Type of Document Dissertation Author Jalan-Sakrikar, Nidhi Author's Email Address email@example.com URN etd-02222012-145615 Title Role of densin and α-actinin in regulating CaMKII Degree PhD Department Molecular Physiology and Biophysics Advisory Committee
Advisor Name Title Hassane Mchaourab Committee Chair Kevin Currie Committee Member Sharron Francis Committee Member Tony Weil Committee Member Keywords
- learning and memory
- synaptic plasticity
Date of Defense 2011-12-08 Availability unrestricted AbstractThe ability to learn, memorize and recall information is a prerequisite for the full and comprehensive life of any individual. Understanding molecular mechanisms underlying memory is fundamental to neuroscience research. Excitatory glutamatergic synapses are the sites of changes in the strength of neuronal connectivity that are believed to underlie memory. Synaptic transmission is often modulated by calcium signals through N-methyl D-Aspartate-type glutamate receptors (NMDARs) and/or voltage-gated Ca2+ channels.
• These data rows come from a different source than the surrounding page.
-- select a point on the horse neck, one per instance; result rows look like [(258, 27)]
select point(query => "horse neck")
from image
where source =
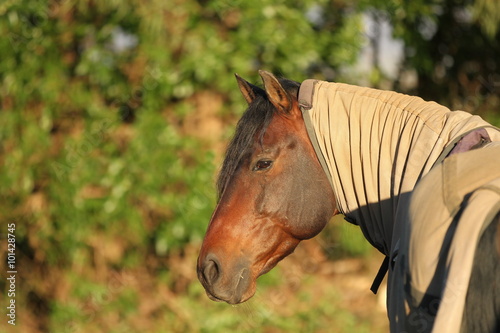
[(376, 145)]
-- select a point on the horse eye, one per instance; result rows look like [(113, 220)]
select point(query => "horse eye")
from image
[(262, 165)]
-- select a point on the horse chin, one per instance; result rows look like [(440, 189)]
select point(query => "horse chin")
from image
[(244, 287)]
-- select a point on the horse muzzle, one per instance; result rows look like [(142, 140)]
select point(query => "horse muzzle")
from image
[(225, 283)]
These signals are detected by calmodulin (CaM), which regulates effector proteins such as calcium-calmodulin-dependent protein kinase II (CaMKII).
Activation of CaMKII elicits multiple responses at excitatory synapses. Neuronal postsynaptic densities contain several CaMKII-associated proteins, such as NMDAR GluN2B subunits, α-actinin, and densin, that may collaborate to dynamically regulate CaMKII targeting and/or activity during synaptic activation. The CaMKII holoenzyme can simultaneously interact with GluN2B, densin and α-actinin in vitro and the complex can be isolated from mouse brains. My dissertation has explored the roles of α-actinin and densin in modulating the localization and/or activity of CaMKII.
I showed that a novel domain in densin is a potent CaMKII inhibitor when using GluA1 glutamate receptor subunits as the substrate, but is ineffective when using GluN2B as the substrate, both in vitro and in cells. I also found that α-actinin mimics CaM in binding to the CaMKII regulatory domain and targets CaMKIIα to F-actin in cells. The interaction with α-actinin and CaM is differentially regulated by CaMKII autophosphorylation in the regulatory domain. In vitro, α-actinin inhibits Ca2+/CaM-dependent phosphorylation of certain substrates by CaMKII, but can activate phosphorylation of certain substrates. Similarly, in intact cells, α-actinin inhibits CaMKII phosphorylation of glutamate receptor GluA1 subunits, but stabilizes CaMKII association with GluN2B-containing NMDARs and enhances phosphorylation of GluN2B.
Taken together these data show that α-actinin and densin can collaborate to inhibit the phosphorylation of GluA1-containing AMPARs, but precisely target CaMKII to phosphorylate GluN2B-containing NMDARs. We postulate that these interactions fine-tune the downstream actions of CaMKII in response to synaptic activity.